A subsidiary of Orthofix International SV, Blackstone Medical Inc., has agreed to pay the federal government $30 million to resolve allegations that Blackstone remunerated doctors with illegal kickbacks in order to induce the use of its products. Orthofix is a manufacturer of spinal implants and other products used in spinal surgeries. The government’s complaint, filed under the federal False Claims Act, alleges that Blackstone offered kickbacks to spinal surgeons in order to incentivize orders of its products; the payments are alleged to have been made in numerous guises, including so-called “consulting agreements,” payment of royalties, research grants, travel, and even entertainment. These sorts of payments to doctors may constitute violations of the Anti-Kickback Statute, a federal law that makes it a criminal offense to offer or receive payments in order to induce the utilization of health care products and services. In addition to being prosecuted criminally, violators of the Anti-Kickback Statute often face civil liability under the False Claims Act, the vehicle through which such claims are frequently resolved by the federal government. As part of its settlement with the federal government, Blackstone has agreed to a corporate integrity agreement with the Office of Inspector General of the Department of Health and Human Services, one of the regulatory agencies charged with enforcing anti-fraud laws in the health care sector. Corporate integrity agreements ensure that companies put into place more rigorous oversight and compliance procedures.

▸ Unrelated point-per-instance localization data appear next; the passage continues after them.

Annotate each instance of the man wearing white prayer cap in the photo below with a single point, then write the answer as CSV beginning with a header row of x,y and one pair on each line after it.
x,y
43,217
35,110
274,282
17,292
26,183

The government became apprised of the kickback allegations as a result of a complaint filed under the qui tam (whistleblower) provisions of the False Claims Act. The whistleblower, Susan Hutcheson, is expected to receive $8 million as an award for her participation in the litigation. When a whistleblower (known as a qui tam relator) files a complaint under the False Claims Act, the complaint is sealed and the government has 60 days to review the allegations. Although the government may choose to intervene in the relator’s qui tam complaint, it often does not do so, and relators may proceed with their claims even if there is no government intervention. As was the case in the Blackstone Medical case, the federal government often intervenes for settlement purposes.
Fraud and abuse in federal health insurance programs are pervasive, and the government has increasingly turned to the False Claims Act (particularly qui tam suits) to combat myriad types of fraud, including illegal promotion of drugs by pharmaceutical companies, overbilling of Medicare by providers, and violations of federal laws such as the Anti-Kickback Statute. The government has recovered $9.5 billion since January 2009 in cases involving fraud against federal health care programs, and total recoveries in False Claims Act cases since January 2009 exceed $13.2 billion.
Originally enacted in 1863, the False Claims Act has led to over $12 billion in recoveries for the federal government since 2009 alone. Recent changes to the law have expanded the scope of liability covered under the statute to encompass a growing number of types of fraud, including, among others, fraudulent claims for payments pursuant to government contracts, off-label promotion of drugs by pharmaceutical companies, overbilling of federal health insurance programs by health care providers and pharmacies, and fraudulent bidding for government contracts. While other federal agencies, such as the SEC, the IRS, and OSHA, have their own whistleblower programs, the False Claims Act allows whistleblowers to obtain private counsel to participate directly in cases. Many relators have seen recoveries in cases where the government declined to intervene.